[R] plot of Bernoulli data
Frank E Harrell Jr
fharrell at virginia.edu
Thu Oct 4 18:19:55 CEST 2001
Thanks for elaborating Greg - I see this more clearly now.
Trellis/lattice handles overlapping intervals that are
used to make multiple panels (using shingles). That
would be for a third variable. I don't think shingles
will help with what you are doing, so I see the
utility of your function more better now. Thanks -Frank
"Warnes, Gregory R" wrote:
>
> Hi Frank,
>
> Actually the 'wapply' function I have does 'overlapping' windows. (It would
> have to if it uses 1/5 of the range at each of 10 points, n'est-pas?) The
> main reason I created it was to add a 'local variance' estimate to plots in
> an attempt to more easily detect changes in variability. EG:
>
> x <- rnorm(500,sd=10)
> y <- rnorm(500,sd=sqrt(abs(x)))
> plot(x,y)
>
> sdplus <- function(x,sign=1)
> {
> if(length(x)>0)
> mean(x) + sign * sqrt(var(x))
> else
> NA
> }
> lines(wapply(x,y,fun=sdplus,width=1/5),col="red")
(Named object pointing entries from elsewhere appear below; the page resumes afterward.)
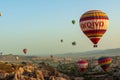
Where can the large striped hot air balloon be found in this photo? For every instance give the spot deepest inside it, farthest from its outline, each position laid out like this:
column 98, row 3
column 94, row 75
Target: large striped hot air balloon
column 82, row 64
column 105, row 62
column 25, row 51
column 0, row 13
column 94, row 24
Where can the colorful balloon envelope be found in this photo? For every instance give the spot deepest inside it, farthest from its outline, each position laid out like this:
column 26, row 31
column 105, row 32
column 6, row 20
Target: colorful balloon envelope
column 82, row 64
column 105, row 62
column 94, row 24
column 73, row 21
column 25, row 51
column 0, row 14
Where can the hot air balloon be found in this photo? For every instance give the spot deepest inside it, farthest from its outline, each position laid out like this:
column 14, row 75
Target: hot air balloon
column 25, row 50
column 73, row 43
column 105, row 62
column 73, row 21
column 0, row 14
column 17, row 58
column 94, row 24
column 82, row 64
column 61, row 40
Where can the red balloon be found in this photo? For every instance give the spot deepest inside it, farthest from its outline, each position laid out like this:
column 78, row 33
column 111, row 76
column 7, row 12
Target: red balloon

> lines(wapply(x,y,fun=sdplus,sign=-1,width=1/5),col="red")
>
> Not very pretty, but does what I need.
>
> I'm not familiar with the trellace/lattice functions. Is there a better or
> more elegant way to do this?
>
> -Greg
>
> > -----Original Message-----
> > From: Frank E Harrell Jr [mailto:fharrell at virginia.edu]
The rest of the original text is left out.